In general, I support the concept of the resort fee, but only when the charges are completely and persuasively explained to guests. For a resort fee to make sense, it's got to present a value proposition to the guest: For $X you receive A, B and C. Otherwise, it only serves to inflame the guest perception of nickel and dimeing. (See the airline industry for further explanation.)
Last week, I stayed two nights at the spectacular, over-the-top Atlantis resort on Paradise Island in the Bahamas. I was there for the inaugural CHICOS event, which explored investment and operations issues in the Caribbean tourism industry. The event organizers, HVS Caribbean, negotiated a $199 rate, not bad even in shoulder season for such a one-of-a-kind property. If you haven't been and you're an aficionado of hotels (of course, you are; you're in the business), it should be on your bucket list.

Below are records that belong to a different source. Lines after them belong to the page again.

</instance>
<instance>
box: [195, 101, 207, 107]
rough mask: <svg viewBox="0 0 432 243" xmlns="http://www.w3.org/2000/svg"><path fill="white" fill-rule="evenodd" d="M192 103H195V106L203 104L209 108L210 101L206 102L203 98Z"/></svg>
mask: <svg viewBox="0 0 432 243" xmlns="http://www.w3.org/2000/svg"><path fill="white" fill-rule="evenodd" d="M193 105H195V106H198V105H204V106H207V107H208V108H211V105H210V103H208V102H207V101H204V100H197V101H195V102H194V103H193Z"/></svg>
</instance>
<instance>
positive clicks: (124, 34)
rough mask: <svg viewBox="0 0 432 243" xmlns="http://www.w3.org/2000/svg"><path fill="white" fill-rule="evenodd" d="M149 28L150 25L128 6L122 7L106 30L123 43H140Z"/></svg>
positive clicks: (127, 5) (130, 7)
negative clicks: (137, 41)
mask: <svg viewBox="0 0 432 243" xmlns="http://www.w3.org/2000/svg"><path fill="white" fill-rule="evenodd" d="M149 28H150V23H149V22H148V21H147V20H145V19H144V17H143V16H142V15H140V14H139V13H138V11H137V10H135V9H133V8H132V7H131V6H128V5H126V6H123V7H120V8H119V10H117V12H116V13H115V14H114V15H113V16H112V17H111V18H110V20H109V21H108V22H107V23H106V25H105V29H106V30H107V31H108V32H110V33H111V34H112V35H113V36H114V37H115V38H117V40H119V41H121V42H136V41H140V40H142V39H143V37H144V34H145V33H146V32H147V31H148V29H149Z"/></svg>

While the rate was reasonable, the side charges weren't. Instead of levying a $20 or $25 all-inclusive resort fee that covers Internet access, a couple of bottles of water, a daily paper and access to the fitness center, Atlantis chooses to mete out individual charges for everything imaginable and a few that are imponderable. Four of the five mandatory charges are posted to the folio each day: $1.60 for pool and beach tips, $5 for general gratuity, $12.95 for a utility fee and $15.92 for the PITDA/NPIPB fee. What's that, you ask? After some digging, I found it to be combined fees for the Paradise Island Tourism Development Association and the Nassau Paradise Island Promotion Board (Isn't that the same thing?)
The one-time charge was $6 for the bellmen. I wheeled my own suitcase and never went to the pool, but I had no choice about the charges. And while many resort fees include Internet access, it is extra at Atlantis: $29.90 for two days.
As I said at the top, resort fees are a fact of life in some markets and, with direct and creative communications, will be accepted, if not embraced by guests. The kind of shady policies adopted by the Atlantis never will be. In fact, they'll do nothing but create resentment among guests, no matter how spectacular the resort.